Bu sabah buraya geldiğimde Tom hâlâ pijamasının ve bornozunun içindeydi.

Tom was still in his pajamas and bathrobe when I got here this morning.

Tom bir saat önce daha iyi bir ruh hali içindeydi.

Tom was in a better mood an hour ago.

Annem kötü havadan dolayı golf oynayamadığı için kötü bir ruh hali içindeydi.

Mother was in a bad mood since she could not play golf because of bad weather.

Cüzdanını sokakta kaybetti. İçinde hiç para yoktu, ancak bütün belgeleri onun içindeydi.

He lost his wallet in the street. It didn't contain any money, but all of his documents were inside.

Tom bir süre fena hâlde borç içindeydi ama tekrar kendi ayakları üzerinde duruyor.

Tom was badly in debt for a while, but he's on his feet again.

- Tom yorgun ve kötü bir ruh hali içindeydi.
- Tom yorgundu ve kötü bir moddaydı.

Tom was tired and in a bad mood.

Ben uzun süre ziyaret etmediğim bir ressamın atölyesini ziyaret ettim. Bu ressam az önce yeni bir model edindi ve çok iyi bir ruh hali içindeydi.
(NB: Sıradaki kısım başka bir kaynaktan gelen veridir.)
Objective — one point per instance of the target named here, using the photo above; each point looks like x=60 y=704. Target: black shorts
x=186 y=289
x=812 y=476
I visited the atelier of a painter that I had not visited in a long time. This painter had just acquired a new model and he was in a very good mood.

1854'te Le Verrier Paris gözlem evi müdürü oldu. O dönemlerde bu gözlem evi parçalanma içindeydi. Le Verrier gözlem evini iyi bilimin yer aldığı bir yer olarak yeniden kurdu.

In 1854, Le Verrier became director of the Observatory of Paris. At the time, this observatory was in decay. Le Verrier reestablished the observatory as a place where good science was taking place.